Congress remembers D-Day ahead of Thursday’s 75th anniversary

World leaders, including members of Congress, will gather Thursday overlooking the beaches of Normandy to honor the 75th anniversary of the D-Day invasion and the heroism of those who served to save the world from Nazi terror. But on Tuesday, a much smaller (though perhaps no less emotional) ceremony took place in the Capitol complex.

Organized in conjunction with the United States Holocaust Memorial Museum, members of Congress took time to listen to Steven Joseph Fenves, a Holocaust survivor who was held in the Auschwitz-Birkenau concentration camp and later the Buchenwald camp at the time of its liberation by American forces.

“June 6, 1944, was my 13th birthday. If the war had not intervened, that would have been the day of my bar mitzvah,” Fenves said. “That bar mitzvah never took place. By June of 1944, my family had been living under occupation for four years.”

Before Fenves and his family were imprisoned at Auschwitz and Buchenwald, they were first moved to a ghetto from their home in the Hungarian-occupied Yugoslav territories, which were eventually occupied by Nazi Germany. It was there that Fenves first heard from a BBC broadcast that the Allies had landed on the Normandy beaches, and he relayed the news to Jews in the ghetto. Shortly after, he and his family were sent to the camps, which Allied forces steadily worked toward liberating after the D-Day invasion and related offensives. 

The presence of a Holocaust survivor added to the intimate gathering in the Senate side of the Capitol Visitor Center, where senators in attendance largely delivered readings from soldiers who were involved in storming the beaches or from those who experienced the terror of the Nazis.

Freshman Sen. Martha McSally of Arizona, a veteran herself, read from the personal story of Charles Stein, who fled from Nazi-occupied Austria in 1938, came to the United States and was drafted into the Army ahead of the Japanese bombing of Pearl Harbor.

“On D-Day, my team went in with the 29th infantry division. We got on a ship, we went to the beaches of Normandy,” McSally said, quoting Stein. “We were on a ship that couldn’t get in. The first wave that came during the night had blocked the entire beach, and they hadn’t been able to get some of the ships out. Some of them sunk.”

“So we sat out there under fire from the Germans, the German artillery, but we didn’t get hit, and by some time early in the afternoon we finally got in, and landed on Omaha Beach,” she quoted.

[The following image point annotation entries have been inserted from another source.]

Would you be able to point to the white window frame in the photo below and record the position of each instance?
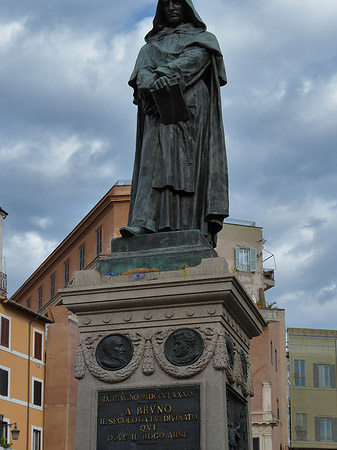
(251, 254)
(9, 331)
(6, 420)
(32, 397)
(300, 375)
(325, 419)
(8, 396)
(301, 425)
(321, 375)
(36, 330)
(99, 240)
(35, 428)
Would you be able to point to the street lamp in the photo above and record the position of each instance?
(15, 432)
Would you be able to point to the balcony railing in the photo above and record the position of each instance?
(268, 274)
(3, 282)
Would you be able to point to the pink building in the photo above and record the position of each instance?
(269, 404)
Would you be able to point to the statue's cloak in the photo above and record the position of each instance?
(180, 178)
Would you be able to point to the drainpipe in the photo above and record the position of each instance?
(28, 380)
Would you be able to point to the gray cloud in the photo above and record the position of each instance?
(67, 128)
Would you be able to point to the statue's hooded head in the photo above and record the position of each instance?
(160, 21)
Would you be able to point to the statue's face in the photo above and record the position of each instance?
(116, 349)
(174, 12)
(180, 346)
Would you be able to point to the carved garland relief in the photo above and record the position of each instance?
(181, 353)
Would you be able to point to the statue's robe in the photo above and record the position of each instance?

Republican Sen. Tim Scott of South Carolina led the ceremony Tuesday, along with Maryland Democratic Sen. Benjamin L. Cardin. They are two of the Senate’s four representatives to the United States Holocaust Memorial Council.

“More than 6 million people lost their lives in the Holocaust, and without the Allies’ efforts on D-Day, that number would certainly have been significantly higher,” Scott said. “It’s hard to imagine the horrors inflicted on so many folks in the Jewish community, and those deemed ‘undesirable.’”

Congress is leaving early in the week to allow members to travel to Normandy for the 75th anniversary, which could quite plausibly be the last time that many elderly World War II veterans who stormed the beaches are able to attend.

“The troops deserve our admiration for generations to come, but it’s more than just the admiration for years to come. We honor them by reading the names, documenting their stories and carrying out their legacy — a commitment to uphold our moral agenda of freedom and justice. ‘Never again’ becomes a reality,” Cardin said.